The article says that millions have been spent on attempts to improve the flow, availability and use of information in the workplace, but that bottom-line benefits are often elusive. By giving responsibility for Knowledge Management to someone within the IT department and concentrating on implementing IT-based Knowledge Management systems, companies run the danger of neglecting the human aspects of the concept.

Professor Sumantra Ghoshal from the London Business School says that overall, organisations haven't reaped the benefits predicted; "KM budgets were spent on creating large repositories of information in databases or Intranet sites which, largely, missed the point. It ignored the fact that a substantial amount of knowledge is tacit and cannot be written down".

Both the Cranfield School of Management and Henley Management College are currently researching into the benefits of Knowledge Management - Henley have launched a Knowledge Management Forum, a networking programme for organisations wanting to share ideas and explore solutions to related problems.

A recent study by the Cranfield School found that most important factors in Knowledge Management which are least likely to happen are getting people to collaborate, capturing and transferring knowledge, improving customer/supplier relationships, process inefficiency, matching skills, people and tasks and facilitating access to experts.
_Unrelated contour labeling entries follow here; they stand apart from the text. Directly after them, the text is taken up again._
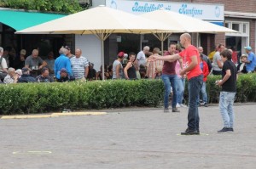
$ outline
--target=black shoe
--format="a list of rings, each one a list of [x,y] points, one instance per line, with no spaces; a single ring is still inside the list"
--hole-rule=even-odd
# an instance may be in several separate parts
[[[172,108],[172,112],[180,112],[177,108]]]
[[[230,132],[230,127],[223,127],[223,129],[218,131],[218,132]]]
[[[181,132],[181,135],[199,135],[200,132],[197,130],[192,130],[189,128],[187,128],[185,132]]]

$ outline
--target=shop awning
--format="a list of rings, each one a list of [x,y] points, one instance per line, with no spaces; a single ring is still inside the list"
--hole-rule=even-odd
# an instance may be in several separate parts
[[[17,31],[63,16],[65,15],[0,9],[0,22],[14,28]]]

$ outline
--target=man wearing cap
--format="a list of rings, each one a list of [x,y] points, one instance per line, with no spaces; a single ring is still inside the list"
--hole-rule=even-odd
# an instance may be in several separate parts
[[[69,76],[72,76],[71,62],[70,59],[67,57],[67,49],[64,47],[61,47],[59,50],[60,56],[55,61],[55,75],[56,79],[61,78],[61,70],[65,68]]]
[[[73,81],[74,78],[73,78],[73,76],[70,76],[68,74],[67,74],[67,71],[65,68],[62,68],[61,70],[61,72],[60,72],[60,78],[57,79],[57,82],[70,82],[70,81]]]
[[[247,65],[247,73],[253,73],[256,65],[256,58],[254,53],[252,52],[252,48],[250,46],[244,48],[246,53],[248,54],[247,60],[244,61]]]
[[[64,48],[67,50],[66,55],[67,55],[69,59],[71,59],[71,58],[73,58],[73,57],[75,57],[75,55],[73,55],[73,54],[71,54],[71,48],[70,48],[69,46],[65,46]]]
[[[82,50],[76,49],[75,57],[70,59],[71,68],[76,80],[85,81],[89,72],[89,62],[82,56]]]
[[[28,68],[32,76],[34,77],[38,76],[38,70],[47,65],[47,63],[38,56],[38,49],[33,49],[32,54],[25,60],[25,67]]]
[[[8,69],[8,74],[4,77],[3,82],[6,83],[6,84],[17,83],[18,77],[19,77],[19,75],[16,74],[15,69],[10,67],[10,68]]]
[[[124,59],[124,52],[118,54],[118,59],[113,63],[113,79],[121,79],[124,75],[122,61]]]
[[[22,75],[18,79],[18,82],[37,82],[36,78],[29,75],[29,70],[26,67],[22,68]]]
[[[53,82],[53,79],[49,76],[49,69],[46,67],[41,70],[41,75],[36,79],[38,82]]]
[[[3,48],[0,47],[0,81],[3,81],[7,76],[7,63],[5,59],[3,57]]]
[[[20,56],[15,58],[15,68],[17,69],[22,69],[25,66],[25,56],[26,56],[26,50],[21,49],[20,52]]]

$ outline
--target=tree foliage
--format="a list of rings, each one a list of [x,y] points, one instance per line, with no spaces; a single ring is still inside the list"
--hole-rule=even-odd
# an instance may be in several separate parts
[[[78,0],[0,0],[0,7],[73,14],[82,10]]]

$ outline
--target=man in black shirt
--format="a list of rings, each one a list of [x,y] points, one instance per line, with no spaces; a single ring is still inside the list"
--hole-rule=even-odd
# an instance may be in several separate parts
[[[220,53],[222,61],[222,80],[216,82],[216,84],[222,87],[219,95],[219,110],[224,121],[224,128],[218,132],[234,132],[234,110],[233,104],[236,93],[237,70],[231,61],[232,54],[228,49]]]

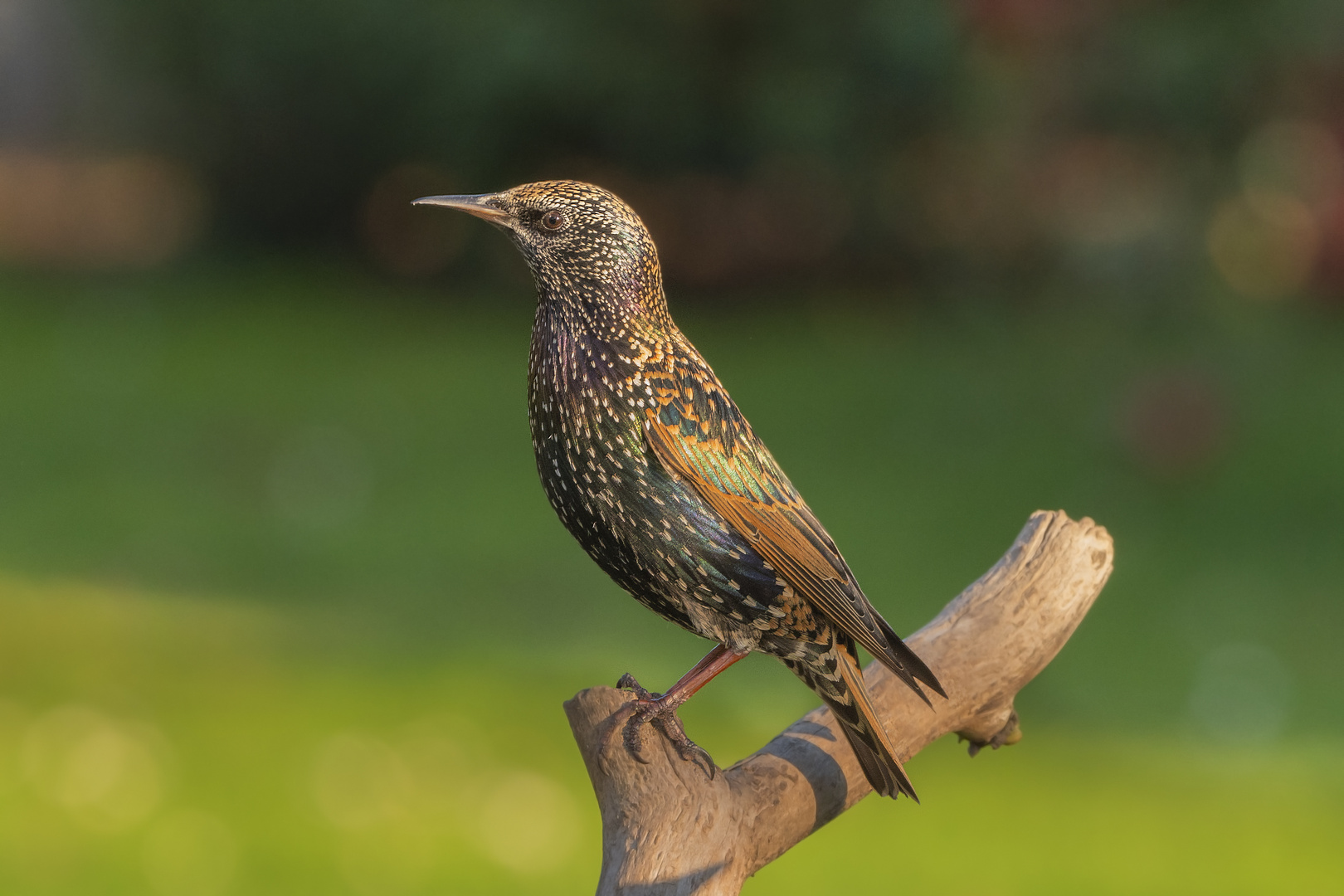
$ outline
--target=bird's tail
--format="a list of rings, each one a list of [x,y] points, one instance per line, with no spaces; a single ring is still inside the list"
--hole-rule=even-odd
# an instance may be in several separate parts
[[[872,708],[853,649],[837,642],[814,660],[786,660],[785,665],[831,707],[872,789],[883,797],[895,799],[896,794],[905,794],[919,802],[914,785],[896,759],[895,746]]]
These areas all call for significant input from training providers, consultants and company training departments if the concept is to be more than just a 'flash in the pan'. Professor Ghoshal notes that BT are already spending a quarter of their Knowledge Management budget on coaching staff, and financial advisory group Skandia are working at ingraining questioning as a part of company culture. A significant culture change is going to be required in many cases to encourage an atmosphere of trust and willingness to share.